心机表妹上位记 第64章

作者:梦日泉 标签: 宫廷侯爵 情有独钟 天作之合 甜文 先婚后爱 古代言情

  楚洵抬起下巴,倨傲地笑了笑,“从前是为个野男人,现在是为你娘,可见在你心中,我从来皆是被舍弃的那一个。”

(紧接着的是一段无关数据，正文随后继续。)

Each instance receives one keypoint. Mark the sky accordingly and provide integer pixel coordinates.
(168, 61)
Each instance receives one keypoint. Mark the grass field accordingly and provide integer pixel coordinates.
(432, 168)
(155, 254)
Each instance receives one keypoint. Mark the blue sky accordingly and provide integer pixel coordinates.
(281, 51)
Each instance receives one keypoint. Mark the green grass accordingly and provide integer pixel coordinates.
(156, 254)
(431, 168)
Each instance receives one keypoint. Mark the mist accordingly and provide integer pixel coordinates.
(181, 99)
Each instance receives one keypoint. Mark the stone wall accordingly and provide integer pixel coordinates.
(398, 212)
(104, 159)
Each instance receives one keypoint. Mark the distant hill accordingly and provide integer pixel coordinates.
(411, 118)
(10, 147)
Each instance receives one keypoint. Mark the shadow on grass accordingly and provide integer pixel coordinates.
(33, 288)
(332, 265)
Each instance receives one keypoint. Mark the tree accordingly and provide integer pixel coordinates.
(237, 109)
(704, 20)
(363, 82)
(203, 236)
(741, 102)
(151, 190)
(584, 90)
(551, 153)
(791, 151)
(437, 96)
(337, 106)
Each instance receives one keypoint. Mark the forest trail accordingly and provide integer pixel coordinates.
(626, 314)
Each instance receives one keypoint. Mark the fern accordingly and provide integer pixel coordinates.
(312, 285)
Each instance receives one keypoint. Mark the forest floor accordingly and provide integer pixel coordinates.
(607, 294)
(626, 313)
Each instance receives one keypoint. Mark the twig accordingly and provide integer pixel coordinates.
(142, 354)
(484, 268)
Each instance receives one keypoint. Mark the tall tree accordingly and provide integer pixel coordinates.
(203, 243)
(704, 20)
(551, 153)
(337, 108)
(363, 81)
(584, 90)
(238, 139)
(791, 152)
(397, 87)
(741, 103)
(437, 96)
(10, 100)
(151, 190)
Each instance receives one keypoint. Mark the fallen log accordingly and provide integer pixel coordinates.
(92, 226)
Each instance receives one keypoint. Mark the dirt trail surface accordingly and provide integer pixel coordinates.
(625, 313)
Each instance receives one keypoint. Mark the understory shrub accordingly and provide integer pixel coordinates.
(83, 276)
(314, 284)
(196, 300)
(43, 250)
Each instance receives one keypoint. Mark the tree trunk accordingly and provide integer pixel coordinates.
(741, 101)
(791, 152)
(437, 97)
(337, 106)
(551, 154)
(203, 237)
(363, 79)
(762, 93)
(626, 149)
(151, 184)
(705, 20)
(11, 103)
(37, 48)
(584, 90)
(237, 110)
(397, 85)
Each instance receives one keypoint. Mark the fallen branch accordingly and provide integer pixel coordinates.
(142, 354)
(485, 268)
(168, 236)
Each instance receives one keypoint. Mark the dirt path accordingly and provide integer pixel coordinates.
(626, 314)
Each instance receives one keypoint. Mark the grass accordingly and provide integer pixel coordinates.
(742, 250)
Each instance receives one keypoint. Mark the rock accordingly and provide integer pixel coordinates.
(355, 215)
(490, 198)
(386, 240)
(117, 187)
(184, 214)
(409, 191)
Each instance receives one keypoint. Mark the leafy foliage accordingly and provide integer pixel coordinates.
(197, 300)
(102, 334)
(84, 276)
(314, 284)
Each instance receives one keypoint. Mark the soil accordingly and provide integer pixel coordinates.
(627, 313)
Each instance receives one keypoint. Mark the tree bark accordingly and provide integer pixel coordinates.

  “我真是眼瞎,挑来挑去,挑了你这么个薄情的女人。”

  话赶话到了这里,阮蓁也没有给自己留退路,“你说我薄情我认了,但我不是没有给过你机会,我让你跟我走,是你自己不舍得在金陵的一切,你舍不得楚家族长的位置,舍不得英国公府的爵位,说到底,你对我的爱,也不过如此,大家彼此彼此,你又何必用一副受害者的面目来质问我?”

  楚洵也不否认,更不解释,没有那个必要,不过是自讨没趣罢了,“就算你说的都对,但那又如何,你以为你能逃脱我的掌心?”

  说罢,他下了马,几步去到悬崖边,不容置疑拽着阮蓁的手,“跟我走。”

  阮蓁重重地甩开他,拼尽全力的一巴掌扇他脸上,“楚文仲,你到底要如何才能放了我?”

  楚洵松开她的手,他先是摸了摸火辣辣的脸,而后勾起一边唇角,邪性地笑了笑。

  “放了你,不可能,除非我死。”

  说罢,他自腰间的箭囊抽出一根箭矢,塞给阮蓁手中,然后抬起头,引导她将锋利的箭头对准他的喉管,甚是癫狂地道:“杀了我,或者从了我。”

  “只有这两条路,你自己选。”

  楚洵赌她不敢,赌她对他还有感情,堵她是个心善的女子。

  直到腹部传来刺痛,直到女子扔掉带血的箭矢,捂着唇哭着跑开,骑上他的马消失在眼前,他才明白,他高估了女子对他的感情,低估了女子归家的决心。

  她竟然对他动手了。

  垂眸一看,汩汩流血的腹部,这一击可不轻啊。

  她当真是无情。

  分明晨间两人才欢好过。

第68章

  她不是不知楚洵的用意,乃是为了逼她就范。

  可他越是这般,阮蓁便愈发地抗拒。

  他掌控欲太强,总想将她牢牢控制在手,恰如他手中的风筝,飞多远,如何飞,全凭他的喜好。或者说难听点,他待她不像是丈夫对妻子,而像是对待笼中的金丝雀,关起来供他赏玩的玩物而已,而并非与他齐头迸进的夫妻。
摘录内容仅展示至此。